Apesar de toda a sua genialidade, o velho e bom Machado de Assis não previu, entre as várias espécies de loucura que Simão Bacamarte catalogou, a sanha que leva alguns indivíduos a propor reformas na sua língua materna — exatamente aquela que, como diria Cervantes, ele bebeu junto com o leite da mãe. Alguns, talvez entrevendo o tamanho sacrilégio que vão cometer, limitam-se a propor sistemas ortográficos próprios, delirantes, feitos em casa, que ganham os seus quinze minutos de fama na imprensa e terminam melancolicamente na barraca de aberrações do circo gramatical (não é por acaso que a totalidade dessas propostas absurdas — todas elas autoproclamadas “salvadoras” ou “simplificadoras” — venha da pena de autodidatas, que não tiveram em suas vidas um mestre que os ensinasse a evitar tanto desperdício de inteligência e criatividade).

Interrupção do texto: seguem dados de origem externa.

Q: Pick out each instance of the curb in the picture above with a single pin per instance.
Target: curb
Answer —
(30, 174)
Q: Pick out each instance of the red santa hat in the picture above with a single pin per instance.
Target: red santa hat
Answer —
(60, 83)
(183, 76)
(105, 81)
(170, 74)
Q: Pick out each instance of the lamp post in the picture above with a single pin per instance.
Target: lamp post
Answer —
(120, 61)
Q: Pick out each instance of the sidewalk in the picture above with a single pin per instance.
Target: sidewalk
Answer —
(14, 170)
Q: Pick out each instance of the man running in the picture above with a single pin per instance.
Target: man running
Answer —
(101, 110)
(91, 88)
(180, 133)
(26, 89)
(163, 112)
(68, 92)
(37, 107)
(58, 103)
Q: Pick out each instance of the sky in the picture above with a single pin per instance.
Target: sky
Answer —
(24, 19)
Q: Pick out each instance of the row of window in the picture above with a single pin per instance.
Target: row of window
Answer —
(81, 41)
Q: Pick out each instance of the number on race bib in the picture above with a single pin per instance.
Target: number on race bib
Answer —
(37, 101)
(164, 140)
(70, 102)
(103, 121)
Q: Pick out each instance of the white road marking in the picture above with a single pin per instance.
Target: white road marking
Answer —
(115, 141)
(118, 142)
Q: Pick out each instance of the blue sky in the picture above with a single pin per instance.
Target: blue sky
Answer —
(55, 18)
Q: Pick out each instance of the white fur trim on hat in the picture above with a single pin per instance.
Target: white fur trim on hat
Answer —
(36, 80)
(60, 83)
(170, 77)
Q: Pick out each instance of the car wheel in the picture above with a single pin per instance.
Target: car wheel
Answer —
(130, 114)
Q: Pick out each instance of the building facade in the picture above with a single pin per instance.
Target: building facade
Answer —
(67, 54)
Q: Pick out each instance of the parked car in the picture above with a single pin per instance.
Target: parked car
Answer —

Pois o último grito nesta nau dos insensatos é uma proposta que vai ainda mais fundo que a simples troca de letras: como o leitor pode ver no título desta coluna, trata-se da recomendação de “corrigir” também o sistema morfológico do Português, a fim de “limitar ou eliminar a hegemonia masculina” e “tornar o Português mais próximo do igualitário”, como apregoa, de boca cheia, um de seus arautos. Ora, como se aprende nos primeiros meses de qualquer curso de Letras que mereça esse nome, a tal “hegemonia masculina” não existe; usamos o gênero masculino para designar grupos mistos (o brasileiro é feliz — eles e elas) porque, como demonstrei na coluna anterior, ele é inclusivo, ao contrário do feminino, que exclui (a brasileira é feliz — apenas elas).
Infelizmente, explicar isso a esses malucos é tão inútil quanto pregar aos peixes, pois eles são surdos aos ditames da Ciência. Friso que um adepto dessa seita, horrorizado, jamais escreveria assim, mas optaria entre a arroba ou o “x” para substituir a terminação “o” ou “a” — “el@s são surd@s” ou “elxs são surdxs” — e o pior é que sairia com passo firme, orgulhoso, acreditando ter posto mais uma pedrinha na ereção (epa!) da pirâmide da igualdade dos gêneros. Para quem não se deu conta, esta proposta estapafúrdia (felizmente limitada a alguns ambientes universitários inexpressivos) é uma tentativa de melhorar aquela moda esquisita de sempre mencionar, lado a lado, os dois gêneros, que andou em voga há poucos anos, lembram? O que é uma cortesia perfeitamente aceitável em “senhoras e senhores” fica insuportável em “Quando os professores e as professoras entrarem no recinto, o coro dos alunos e das alunas vai saudá-los (las) com uma polca caprichada”. Melhor seria escrever “quando xs professorxs entrarem no recinto, o coro dxs alunxs vai saudá-lxs com uma polca caprichada”? Convenhamos que a nova alternativa é uma emenda muitíssimo pior que o soneto, e que nada se compara a “quando os professores entrarem no recinto, o coro dos alunos vai saudá-los com uma polca caprichada”.
Gostaria de encerrar com duas mensagens, já que o Ano Novo está logo ali: aos leitores, peço que não se preocupem com essa loucurada toda, que vai fazer ainda algum barulho mas logo se extinguirá como um foguete de estrelinhas; aos adeptos desta reforma radical, peço que não abandonem a luta pela igualdade de direitos para o homem e a mulher, que é nobre, mas que tomem juízo e procurem maneiras mais sensatas e eficientes de fazê-lo. Ah, e que aproveitem o feriado para ler (ou reler) A Reforma da Natureza, do Monteiro Lobato, onde vão certamente aprender algumas coisinhas.